David Metcalfe
David Metcalfe

Reputation: 2421

Remove multiline HTML in Python

I'm trying to strip out particular chunks of HTML documents, particularly Javascript (<script></script>) and inline CSS (<style></style>). Currently I'm trying to use re.sub() but am not having any luck with Multiline. Any tips?

import re

s = '''<html>
<head>
  <title>Some Template</title>
  <script type="text/javascript" src="{path to Library}/base.js"></script>
  <script type="text/javascript" src="something.js"></script>
  <script type="text/javascript" src="simple.js"></script>
</head>
<body>
  <script type="text/javascript">
    // HelloWorld template
    document.write(examples.simple.helloWorld());
  </script>
</body>
</html>'''

print(re.sub('<script.*script>', '', s, count=0, flags=re.M))

Upvotes: 1

Views: 287

Answers (2)

JRodDynamite
JRodDynamite

Reputation: 12623

Alternatively, since you are parsing and modifying HTML, I'd suggest to use a HTML parser like BeautifulSoup.

If you simply want to strip/remove all the script tags within the HTML tree.
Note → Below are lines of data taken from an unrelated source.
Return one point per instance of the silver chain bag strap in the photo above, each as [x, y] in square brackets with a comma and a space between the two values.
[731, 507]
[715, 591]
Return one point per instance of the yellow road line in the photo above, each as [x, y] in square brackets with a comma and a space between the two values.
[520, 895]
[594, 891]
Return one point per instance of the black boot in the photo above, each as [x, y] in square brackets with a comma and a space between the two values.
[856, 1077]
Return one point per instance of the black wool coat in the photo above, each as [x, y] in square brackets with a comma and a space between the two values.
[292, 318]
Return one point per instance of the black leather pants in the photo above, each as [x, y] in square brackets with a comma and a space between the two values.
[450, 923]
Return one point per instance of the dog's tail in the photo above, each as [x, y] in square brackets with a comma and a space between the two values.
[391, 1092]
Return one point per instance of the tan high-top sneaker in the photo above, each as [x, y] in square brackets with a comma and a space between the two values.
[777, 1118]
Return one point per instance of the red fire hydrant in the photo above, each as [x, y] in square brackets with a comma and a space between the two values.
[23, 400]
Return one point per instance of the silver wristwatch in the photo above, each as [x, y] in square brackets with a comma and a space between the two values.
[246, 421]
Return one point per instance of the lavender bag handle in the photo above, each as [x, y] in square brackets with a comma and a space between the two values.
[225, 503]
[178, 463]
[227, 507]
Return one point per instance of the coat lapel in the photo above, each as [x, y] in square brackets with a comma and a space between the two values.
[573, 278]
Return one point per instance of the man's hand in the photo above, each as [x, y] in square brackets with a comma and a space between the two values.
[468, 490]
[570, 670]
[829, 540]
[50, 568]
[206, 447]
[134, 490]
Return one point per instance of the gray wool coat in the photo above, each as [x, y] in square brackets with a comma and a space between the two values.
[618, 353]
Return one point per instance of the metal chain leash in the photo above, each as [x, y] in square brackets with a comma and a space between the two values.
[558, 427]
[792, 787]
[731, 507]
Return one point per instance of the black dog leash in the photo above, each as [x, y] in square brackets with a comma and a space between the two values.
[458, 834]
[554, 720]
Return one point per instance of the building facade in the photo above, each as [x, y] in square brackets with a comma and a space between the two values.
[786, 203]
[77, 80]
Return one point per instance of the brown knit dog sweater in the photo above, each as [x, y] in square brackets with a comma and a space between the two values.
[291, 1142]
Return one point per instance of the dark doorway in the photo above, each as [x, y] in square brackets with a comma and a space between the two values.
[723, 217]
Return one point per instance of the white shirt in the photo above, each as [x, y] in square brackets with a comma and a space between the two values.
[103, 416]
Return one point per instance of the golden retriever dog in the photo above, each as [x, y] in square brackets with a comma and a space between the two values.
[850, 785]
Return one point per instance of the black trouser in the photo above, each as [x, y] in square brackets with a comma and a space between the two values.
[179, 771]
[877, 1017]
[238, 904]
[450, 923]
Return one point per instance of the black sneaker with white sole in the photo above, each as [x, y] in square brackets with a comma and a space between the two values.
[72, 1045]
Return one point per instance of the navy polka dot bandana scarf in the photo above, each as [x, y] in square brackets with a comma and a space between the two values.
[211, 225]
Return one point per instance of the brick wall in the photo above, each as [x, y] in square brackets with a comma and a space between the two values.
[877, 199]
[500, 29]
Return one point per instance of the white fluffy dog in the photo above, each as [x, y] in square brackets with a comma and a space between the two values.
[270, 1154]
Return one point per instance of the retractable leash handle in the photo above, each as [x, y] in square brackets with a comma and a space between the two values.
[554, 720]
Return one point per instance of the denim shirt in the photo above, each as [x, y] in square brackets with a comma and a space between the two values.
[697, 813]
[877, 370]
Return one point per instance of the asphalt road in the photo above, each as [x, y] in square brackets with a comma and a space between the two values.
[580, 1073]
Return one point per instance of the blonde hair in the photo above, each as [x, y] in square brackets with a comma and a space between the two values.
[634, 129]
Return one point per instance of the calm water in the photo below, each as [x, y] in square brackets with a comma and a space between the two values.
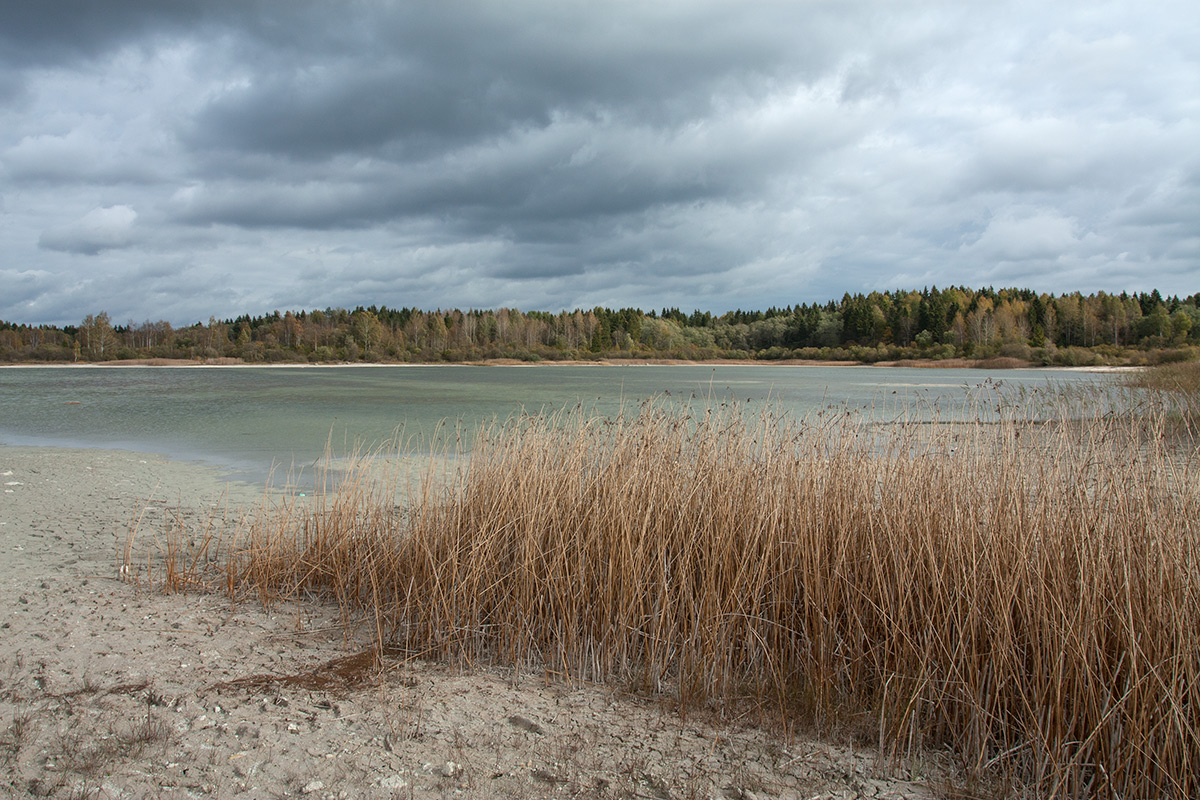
[252, 419]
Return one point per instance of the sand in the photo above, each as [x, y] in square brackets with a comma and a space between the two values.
[109, 689]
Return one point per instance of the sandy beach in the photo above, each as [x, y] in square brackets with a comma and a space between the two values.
[109, 689]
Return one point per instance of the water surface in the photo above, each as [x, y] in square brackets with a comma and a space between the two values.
[253, 419]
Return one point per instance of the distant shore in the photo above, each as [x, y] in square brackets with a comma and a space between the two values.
[997, 364]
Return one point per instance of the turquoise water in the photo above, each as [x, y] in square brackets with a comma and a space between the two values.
[251, 419]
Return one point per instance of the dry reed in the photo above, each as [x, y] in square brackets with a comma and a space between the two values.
[1021, 588]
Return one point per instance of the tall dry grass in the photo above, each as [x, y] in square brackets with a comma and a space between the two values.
[1019, 587]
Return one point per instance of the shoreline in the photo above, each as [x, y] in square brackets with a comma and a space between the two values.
[987, 365]
[114, 689]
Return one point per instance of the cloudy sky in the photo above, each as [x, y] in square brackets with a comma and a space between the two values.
[181, 160]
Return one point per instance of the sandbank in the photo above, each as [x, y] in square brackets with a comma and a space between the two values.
[111, 689]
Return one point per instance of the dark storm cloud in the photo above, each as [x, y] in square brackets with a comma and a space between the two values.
[250, 155]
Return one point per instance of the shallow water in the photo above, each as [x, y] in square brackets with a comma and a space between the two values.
[255, 420]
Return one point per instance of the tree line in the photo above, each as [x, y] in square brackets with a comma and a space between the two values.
[1071, 329]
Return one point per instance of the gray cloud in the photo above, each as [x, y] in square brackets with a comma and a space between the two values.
[100, 229]
[550, 155]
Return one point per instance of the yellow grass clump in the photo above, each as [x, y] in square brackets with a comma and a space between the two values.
[1024, 590]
You can use .decompose() or .extract().

.extract() will return the tag that was extracted whereas .decompose() will simply destroy it.

from bs4 import BeautifulSoup

soup = BeautifulSoup(s, "html.parser")
for i in soup('script'):
    i.decompose()

print(soup)

As discussed in the comments, you can do additional modifications to the HTML tree. You may refer the docs for more info.

Upvotes: 2

Avinash Raj
Avinash Raj

Reputation: 174786

You actually need DOTALL modifier not Multiline .

print(re.sub(r'(?s)<script\b.*?</script>', '', s))

This would remove the leading spaces exists before script tag.